Here, buffer is a mutable array of bytes. The slice buffer[0..] can be printed as a string because it contains text bytes.

Escape sequences

A string can contain special escape sequences.

EscapeMeaning
\nnewline
\ttab
\"double quote
\\backslash

Example:

const std = @import("std");

pub fn main() void {
    std.debug.print("one\ntwo\n", .{});
}

Output:

one
two

The \n creates a new line.

To include quotes inside a string:

const text = "She said \"hello\"";

To include a backslash:

const path = "C:\\Users\\Ada";

Multiline strings

Zig supports multiline string literals using lines that begin with \\.

const text =
    \\first line
    \\second line
    \\third line
;

Complete example:

const std = @import("std");

pub fn main() void {
    const text =
        \\first line
        \\second line
        \\third line
    ;

    std.debug.print("{s}\n", .{text});
}

Output:

first line
second line
third line

This is useful for embedded text, templates, generated code, SQL, JSON examples, and help messages.

Comparing strings

Do not compare strings with == when you mean “same text.”

Use std.mem.eql.

const std = @import("std");

pub fn main() void {
    const a = "zig";
    const b = "zig";

    if (std.mem.eql(u8, a, b)) {
        std.debug.print("same\n", .{});
    }
}

Output:

same

The call:

std.mem.eql(u8, a, b)

means: compare these two sequences of u8 bytes.

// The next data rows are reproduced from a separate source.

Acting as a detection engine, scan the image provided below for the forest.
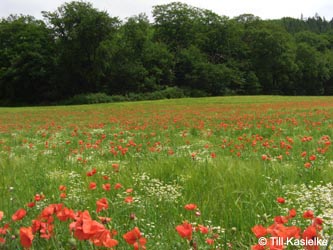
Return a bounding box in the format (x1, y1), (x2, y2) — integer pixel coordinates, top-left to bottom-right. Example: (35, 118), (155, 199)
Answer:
(0, 1), (333, 106)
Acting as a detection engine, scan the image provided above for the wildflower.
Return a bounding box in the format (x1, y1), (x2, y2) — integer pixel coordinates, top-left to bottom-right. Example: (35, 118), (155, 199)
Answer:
(12, 208), (27, 221)
(111, 163), (119, 171)
(184, 203), (197, 210)
(102, 183), (111, 191)
(289, 208), (296, 218)
(124, 196), (133, 203)
(196, 224), (209, 234)
(261, 155), (268, 161)
(309, 155), (317, 161)
(87, 168), (97, 177)
(251, 225), (267, 238)
(123, 227), (141, 245)
(176, 221), (193, 240)
(89, 182), (97, 190)
(206, 238), (214, 245)
(276, 197), (286, 204)
(302, 225), (317, 240)
(20, 227), (34, 248)
(304, 162), (311, 168)
(303, 210), (314, 220)
(96, 198), (109, 213)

Zig is explicit because strings are byte slices.

Building strings

String literals are fixed. If you need to build a string at runtime, you usually use an allocator or a buffer.

A simple buffer example:

const std = @import("std");

pub fn main() void {
    var buffer: [64]u8 = undefined;

    const name = "Zig";
    const message = std.fmt.bufPrint(&buffer, "Hello, {s}!", .{name}) catch return;

    std.debug.print("{s}\n", .{message});
}

Output:

Hello, Zig!

Here, buffer provides storage. std.fmt.bufPrint writes formatted text into that storage and returns a slice containing the initialized text.

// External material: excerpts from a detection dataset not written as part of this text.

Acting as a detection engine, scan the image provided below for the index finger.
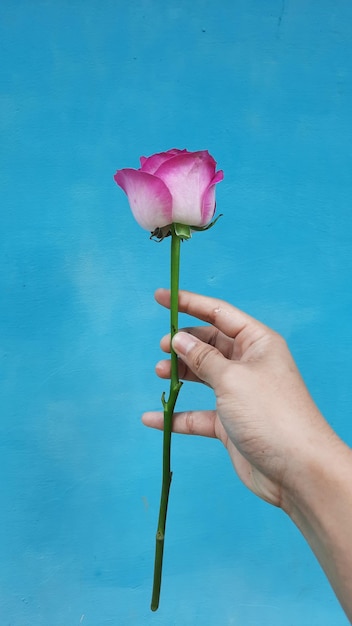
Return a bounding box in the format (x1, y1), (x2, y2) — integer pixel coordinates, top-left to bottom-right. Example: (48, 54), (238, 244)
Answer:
(155, 289), (268, 347)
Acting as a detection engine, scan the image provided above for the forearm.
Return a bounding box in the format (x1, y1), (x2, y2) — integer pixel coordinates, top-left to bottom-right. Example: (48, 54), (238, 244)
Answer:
(284, 434), (352, 620)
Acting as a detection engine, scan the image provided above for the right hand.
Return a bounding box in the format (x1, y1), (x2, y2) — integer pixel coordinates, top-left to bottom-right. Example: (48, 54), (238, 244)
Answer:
(143, 289), (334, 508)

This pattern is common in Zig: caller provides memory, function writes into it.

A complete example

const std = @import("std");

pub fn main() void {
    const language = "Zig";
    const description = "systems programming";

    std.debug.print("Language: {s}\n", .{language});
    std.debug.print("Length in bytes: {}\n", .{language.len});

    const first = language[0];
    std.debug.print("First byte: {}\n", .{first});
    std.debug.print("First character: {c}\n", .{first});

    const short = description[0..7];
    std.debug.print("Short description: {s}\n", .{short});

    if (std.mem.eql(u8, language, "Zig")) {
        std.debug.print("The language is Zig.\n", .{});
    }
}

Output:

Language: Zig
Length in bytes: 3
First byte: 90
First character: Z
Short description: systems
The language is Zig.

This example shows the central facts: strings are byte sequences, .len counts bytes, indexing gets bytes, slicing gets byte ranges, and string comparison uses a memory comparison function.

The Main Idea

In Zig, strings are not magical objects. They are byte sequences, usually encoded as UTF-8.

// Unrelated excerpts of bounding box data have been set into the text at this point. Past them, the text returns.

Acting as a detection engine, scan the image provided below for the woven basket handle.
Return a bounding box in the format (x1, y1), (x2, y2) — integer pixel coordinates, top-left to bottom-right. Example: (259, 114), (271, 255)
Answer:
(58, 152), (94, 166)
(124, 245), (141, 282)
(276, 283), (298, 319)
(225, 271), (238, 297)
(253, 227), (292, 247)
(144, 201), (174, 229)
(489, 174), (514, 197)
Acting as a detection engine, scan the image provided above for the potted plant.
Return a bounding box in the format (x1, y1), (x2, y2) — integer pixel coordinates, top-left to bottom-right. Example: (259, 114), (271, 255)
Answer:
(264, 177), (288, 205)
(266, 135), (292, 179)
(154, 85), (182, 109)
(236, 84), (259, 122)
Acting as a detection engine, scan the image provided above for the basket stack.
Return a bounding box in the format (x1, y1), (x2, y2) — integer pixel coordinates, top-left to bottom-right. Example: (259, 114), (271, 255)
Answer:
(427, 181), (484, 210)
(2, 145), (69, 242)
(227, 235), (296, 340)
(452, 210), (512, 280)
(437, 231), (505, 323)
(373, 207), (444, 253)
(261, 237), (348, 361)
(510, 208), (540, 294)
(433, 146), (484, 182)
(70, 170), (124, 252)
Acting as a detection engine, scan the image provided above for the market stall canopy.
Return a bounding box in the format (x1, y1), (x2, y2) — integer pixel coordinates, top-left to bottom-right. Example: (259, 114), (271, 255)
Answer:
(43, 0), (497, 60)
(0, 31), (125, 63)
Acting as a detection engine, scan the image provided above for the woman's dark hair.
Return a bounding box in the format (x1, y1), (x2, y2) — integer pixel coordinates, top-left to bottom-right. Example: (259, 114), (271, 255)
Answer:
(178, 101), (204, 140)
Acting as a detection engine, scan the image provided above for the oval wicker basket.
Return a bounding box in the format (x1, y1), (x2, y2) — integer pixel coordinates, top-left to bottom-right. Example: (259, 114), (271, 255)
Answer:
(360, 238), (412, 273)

That design gives you control. You can inspect bytes, slice text, pass strings to C, store raw data, and avoid hidden allocation. The tradeoff is that you must remember the difference between bytes and human characters.

For beginner Zig code, use string literals for fixed text, {s} for printing, .len for byte length, slicing for substrings, and std.mem.eql(u8, a, b) for string comparison.